Changepoint sets are computed using the `segment()` function, which takes a numeric vector that is coercible into a `ts` object, and a string indicating the algorithm you wish you use.
`segment()` always returns a `tidycpt` object.
```{r}
x <- segment(DataCPSim, method = "pelt")
class(x)
```
Various methods are available for `tidycpt` objects.
For example, `as.ts()` returns the original data as `ts` object, and `changepoints()` returns the set of changepoint indices.
```{r}
changepoints(x)
```
### Retrieving information using the `broom` interface
`tidychangepoint` follows the design interface of the `broom` package.
Therefore, `augment()`, `tidy()` and `glance()` methods exists for `tidycpt` objects.
- `augment()` returns a `tsibble` that is grouped according to the regions defined by the changepoint set.
```{r}
augment(x)
```
- `tidy()` returns a `tbl` that provides summary statistics for each region. These include any parameters that were fit, which are prefixed in the output by `param_`.
```{r}
tidy(x)
```
- `glance()` returns a `tbl` that provides summary statistics for the algorithm. This includes the `fitness`, which is the value of the penalized objective function that was used.
```{r}
glance(x)
```
### Other methods
The `plot()` method leverages `ggplot2` to provide an informative plot, with the regions defined by the changepoint set clearly demarcated, and the means within each region also indicated.
```{r pelt-plot}
plot(x)
```
Other generic functions defined for `tidycpt` objects include `fitness()`, `as.model()`, and `exceedances()`.
For example, `fitness()` returns a named vector with the value of the penalized objective function used.
```{r}
fitness(x)
```
## Structure
Every `tidycpt` objects contains two main children:
- `segmenter`: The object that results from the changepoint detection algorithm. These can be of any class. Methods for objects of class `cpt`, `ga`, and `wbs` are currently implemented, and as well as `seg_basket` (the default internal class). Given a data set, a model, and a penalized objective function, a segmenter's job is to search the exponentially-large space of possible changepoint sets for the one that optimizes the penalized objective function (over the space of possible changepoint sets). Some segmenting algorithms (e.g., PELT) are deterministic, while others (e.g., genetic algorithms) are randomized.
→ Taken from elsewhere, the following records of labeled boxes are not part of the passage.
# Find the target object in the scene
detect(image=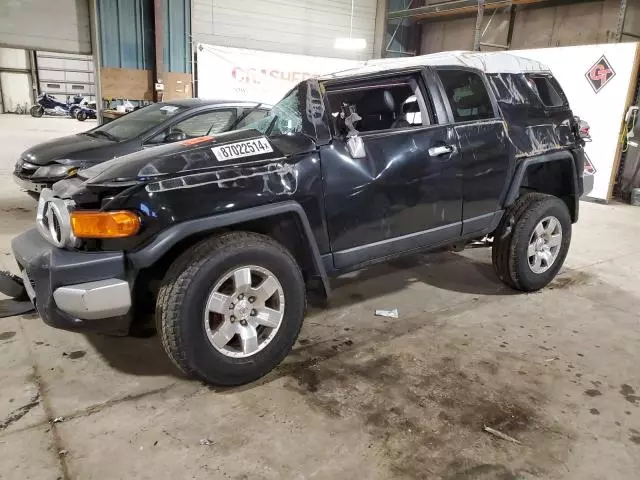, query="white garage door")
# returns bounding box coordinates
[0,0,91,53]
[191,0,377,60]
[36,52,95,101]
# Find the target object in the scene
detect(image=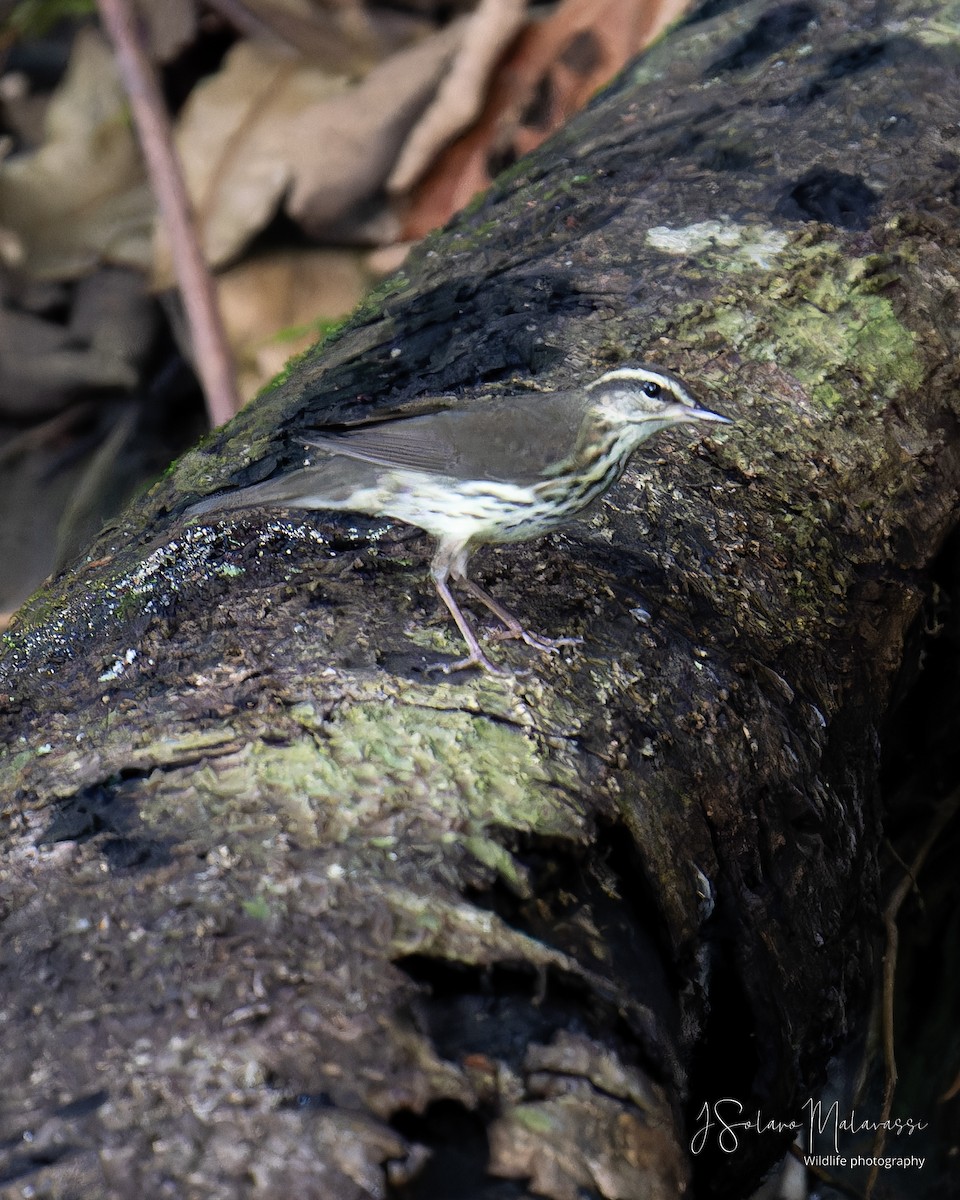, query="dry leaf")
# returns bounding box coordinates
[162,24,462,282]
[386,0,527,194]
[0,29,154,280]
[403,0,686,239]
- `model`: A model object inheriting from `mod_cpt`, an internal class for representing model objects. Model objects are created by model-fitting functions, all of whose names start with `fit_`. The `model` of a `tidycpt` object is the model object returned by the `fit_*()` function that corresponds to the one used by the `segmenter`. Given a data set, a model description, **and a set of changepoints**, the corresponding model-fitting function finds the values of the model parameters that optimize the model fit to the data.
Both **segmenters and models** implement methods for the generic functions `changepoints()`, `as.ts()`, `nobs()`, `logLik()`, `model_name()`, and `glance()`.
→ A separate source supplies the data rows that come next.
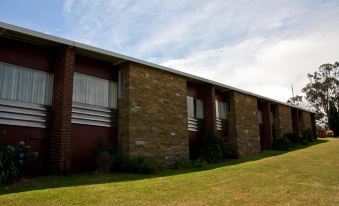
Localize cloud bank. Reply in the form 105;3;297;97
64;0;339;101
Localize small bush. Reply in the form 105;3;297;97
192;135;230;163
273;135;291;151
0;141;38;185
175;159;193;170
301;128;314;142
128;156;158;174
284;133;300;144
0;144;19;185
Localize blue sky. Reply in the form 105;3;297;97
0;0;339;101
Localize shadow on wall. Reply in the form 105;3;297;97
0;139;328;196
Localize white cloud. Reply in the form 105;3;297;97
64;0;74;12
64;0;339;101
161;31;339;101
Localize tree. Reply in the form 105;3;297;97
328;102;339;136
302;62;339;129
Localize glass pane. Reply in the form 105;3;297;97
0;62;53;105
195;99;204;119
73;73;117;108
187;97;194;118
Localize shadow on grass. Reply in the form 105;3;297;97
0;139;329;195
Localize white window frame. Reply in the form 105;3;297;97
118;69;125;98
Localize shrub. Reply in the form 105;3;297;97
175;159;193;170
273;134;291;151
301;128;314;142
0;141;38;185
127;156;158;174
0;144;19;185
283;133;300;144
192;135;230;163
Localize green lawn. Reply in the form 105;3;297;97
0;138;339;206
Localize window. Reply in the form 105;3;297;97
258;111;262;124
73;73;117;108
0;62;53;105
270;110;275;125
187;96;204;119
215;100;227;119
118;70;124;98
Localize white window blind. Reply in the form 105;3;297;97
195;99;204;119
187;96;194;118
258;111;262;124
0;62;53;105
270;111;274;125
215;100;227;119
73;73;117;108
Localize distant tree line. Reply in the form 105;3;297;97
287;62;339;135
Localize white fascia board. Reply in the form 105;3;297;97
0;21;315;113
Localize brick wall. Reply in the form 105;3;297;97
203;84;217;135
118;63;189;167
229;92;260;157
274;104;293;138
50;47;74;173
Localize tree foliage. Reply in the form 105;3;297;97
302;62;339;129
287;95;303;106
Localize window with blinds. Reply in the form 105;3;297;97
0;62;53;128
187;96;204;131
187;96;204;119
215;100;227;119
73;73;117;109
0;62;53;105
72;73;117;127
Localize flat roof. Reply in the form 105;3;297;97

However, it is important to note that while `tidychangepoint` does its best to match the model used by the `segmenter` to its corresponding model-fitting function, exact matches do not always exist.
Thus, the `logLik()` of the `segmenter` may not always match the `logLik()` of the `model`.
Nevertheless, squaring these values is the focus of ongoing work.
### Segmenters
In the example above, the `segmenter` is of class `cpt`, because `segment()` simply wraps the `cpt.meanvar()` function from the `changepoint` package.
```{r}
x |>
as.segmenter() |>
str()
```
In addition to the generic functions listed above, **segmenters** implement methods for the generic functions `fitness()`, `model_args()`, and `seg_params()`.
### Models
The `model` object in this case is created by `fit_meanvar()`, and is of class `mod_cpt`.
```{r}
x |>
as.model() |>
str()
```
In addition to the generic functions listed above, **models** implement methods for the generic functions `fitted()`, `residuals()`, `coef()`, `augment()`, `tidy()`, and `plot()`.